Passou o tempo, João teve um sucesso enorme nesse povoado, sua barraca agora se tornou uma grande e bela quitanda , a maior da região com os melhores fornecedores de frutas, legumes, e até mesmo suco e salgados. João se tornou um dos homens mais influentes e poderosos da região. Até que certa noite, quando João estava com Luiz Cipriano no colo em sua varanda no sobrado de sua casa, avistou um cavalo branco vindo pela rua... O cavalo era certamente o mais belo e imponente que já vira. Sua cela havia diamantes e pedras valiosas cravadas, os adornos do cavalo eram de ouro. Sobre ele montava um homem, de boa aparência, com dentes de ouro, roupa social branca, de luxo e empunhava um cajado com esmeralda na ponta. O homem sobre o cavalo parou em frente a casa de João, olhou para cima e disse:

- Está lembrado de mim João?

João negou, mudo.

- Vim buscar o que me deve! - Disse o senhor em voz alta, mas calmo.

João segurou firme Luiz em seus braços e entrou correndo para a casa, trancou todas as portas e pediu para que Tereza se escondesse e jamais abrisse a porta, e orou muito. O senhor insistiu em bater seu cajado na porta da casa, mas João não abriu. Passado uma hora, João observou que estava tudo silencioso novamente e não havia mais ninguém, tomou coragem e foi até a porta, notou que havia um bilhete, abriu e leu para si:

"Eu entendo seu medo. Mas se não for ele, será você E ELE"
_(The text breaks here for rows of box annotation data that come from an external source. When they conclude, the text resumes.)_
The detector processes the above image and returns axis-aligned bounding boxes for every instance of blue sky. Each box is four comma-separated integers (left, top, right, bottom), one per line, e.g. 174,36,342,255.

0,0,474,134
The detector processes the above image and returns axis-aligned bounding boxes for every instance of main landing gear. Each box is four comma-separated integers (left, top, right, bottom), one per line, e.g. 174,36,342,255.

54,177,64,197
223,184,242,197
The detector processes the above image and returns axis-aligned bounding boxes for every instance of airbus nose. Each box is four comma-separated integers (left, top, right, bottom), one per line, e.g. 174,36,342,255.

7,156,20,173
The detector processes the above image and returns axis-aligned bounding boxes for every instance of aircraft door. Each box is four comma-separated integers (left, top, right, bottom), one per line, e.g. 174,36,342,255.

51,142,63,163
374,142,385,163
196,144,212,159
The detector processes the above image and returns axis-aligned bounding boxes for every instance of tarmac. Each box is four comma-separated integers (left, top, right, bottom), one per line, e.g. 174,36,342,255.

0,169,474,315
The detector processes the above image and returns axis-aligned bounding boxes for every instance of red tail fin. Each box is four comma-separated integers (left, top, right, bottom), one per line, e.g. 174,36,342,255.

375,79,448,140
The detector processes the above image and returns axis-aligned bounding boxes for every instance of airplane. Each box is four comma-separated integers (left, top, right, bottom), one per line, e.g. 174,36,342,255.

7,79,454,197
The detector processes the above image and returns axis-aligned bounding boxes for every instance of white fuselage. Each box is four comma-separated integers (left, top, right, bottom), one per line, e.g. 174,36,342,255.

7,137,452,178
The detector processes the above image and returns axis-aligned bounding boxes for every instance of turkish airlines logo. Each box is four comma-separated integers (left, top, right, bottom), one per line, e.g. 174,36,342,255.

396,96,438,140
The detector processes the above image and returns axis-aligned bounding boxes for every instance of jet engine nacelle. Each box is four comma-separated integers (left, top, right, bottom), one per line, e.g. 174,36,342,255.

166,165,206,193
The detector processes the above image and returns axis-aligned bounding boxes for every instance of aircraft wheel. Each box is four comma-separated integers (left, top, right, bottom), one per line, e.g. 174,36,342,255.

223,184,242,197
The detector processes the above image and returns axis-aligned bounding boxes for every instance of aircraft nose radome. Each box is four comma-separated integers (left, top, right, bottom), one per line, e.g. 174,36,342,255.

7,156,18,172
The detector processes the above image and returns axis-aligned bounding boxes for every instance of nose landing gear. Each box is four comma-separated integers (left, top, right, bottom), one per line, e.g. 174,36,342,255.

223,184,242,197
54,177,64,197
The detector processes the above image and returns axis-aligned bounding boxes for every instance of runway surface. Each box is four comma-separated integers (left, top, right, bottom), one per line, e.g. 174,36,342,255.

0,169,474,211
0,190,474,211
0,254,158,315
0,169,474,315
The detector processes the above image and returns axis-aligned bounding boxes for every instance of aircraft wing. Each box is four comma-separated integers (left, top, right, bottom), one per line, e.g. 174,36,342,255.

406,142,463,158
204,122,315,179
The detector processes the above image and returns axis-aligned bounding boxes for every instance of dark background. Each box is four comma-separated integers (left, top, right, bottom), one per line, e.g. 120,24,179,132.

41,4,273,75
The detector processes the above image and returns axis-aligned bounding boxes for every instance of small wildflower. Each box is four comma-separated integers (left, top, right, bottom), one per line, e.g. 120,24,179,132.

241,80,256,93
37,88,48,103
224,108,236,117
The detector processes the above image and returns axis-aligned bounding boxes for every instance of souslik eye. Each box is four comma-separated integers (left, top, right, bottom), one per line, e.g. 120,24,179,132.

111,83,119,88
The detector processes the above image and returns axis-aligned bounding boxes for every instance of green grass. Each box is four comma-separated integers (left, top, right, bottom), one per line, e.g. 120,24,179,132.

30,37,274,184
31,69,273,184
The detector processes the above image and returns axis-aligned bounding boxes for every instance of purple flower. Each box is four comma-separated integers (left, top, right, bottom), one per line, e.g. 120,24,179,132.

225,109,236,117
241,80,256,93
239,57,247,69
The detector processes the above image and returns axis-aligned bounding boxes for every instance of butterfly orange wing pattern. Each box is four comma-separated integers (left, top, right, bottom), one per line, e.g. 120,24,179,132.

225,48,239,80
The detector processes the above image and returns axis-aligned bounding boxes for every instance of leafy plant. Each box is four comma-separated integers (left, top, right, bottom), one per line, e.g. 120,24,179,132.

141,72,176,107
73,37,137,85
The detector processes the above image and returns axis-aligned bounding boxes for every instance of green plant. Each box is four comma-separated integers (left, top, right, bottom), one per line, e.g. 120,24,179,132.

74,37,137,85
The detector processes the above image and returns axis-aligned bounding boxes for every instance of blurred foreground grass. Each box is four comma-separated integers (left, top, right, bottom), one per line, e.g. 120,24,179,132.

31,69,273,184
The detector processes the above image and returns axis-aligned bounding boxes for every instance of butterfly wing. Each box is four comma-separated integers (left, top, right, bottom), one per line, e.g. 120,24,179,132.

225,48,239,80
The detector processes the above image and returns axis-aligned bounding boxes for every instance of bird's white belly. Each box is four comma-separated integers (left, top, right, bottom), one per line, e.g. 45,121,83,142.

João foi encontrado morto, sem os olhos e boca amarrada, próximo a um rio pouco tempo depois, e até hoje não se sabe o verdadeiro motivo da causa, apenas que ele ainda era novo quando veio a óbito. Luiz é vivo até hoje e ainda toca o estabelecimento. Tereza criou mais dois filhos e veio a falecer recentemente.

Lembrando que se trata de uma historia real, e o nome e local dos envolvidos foram preservados.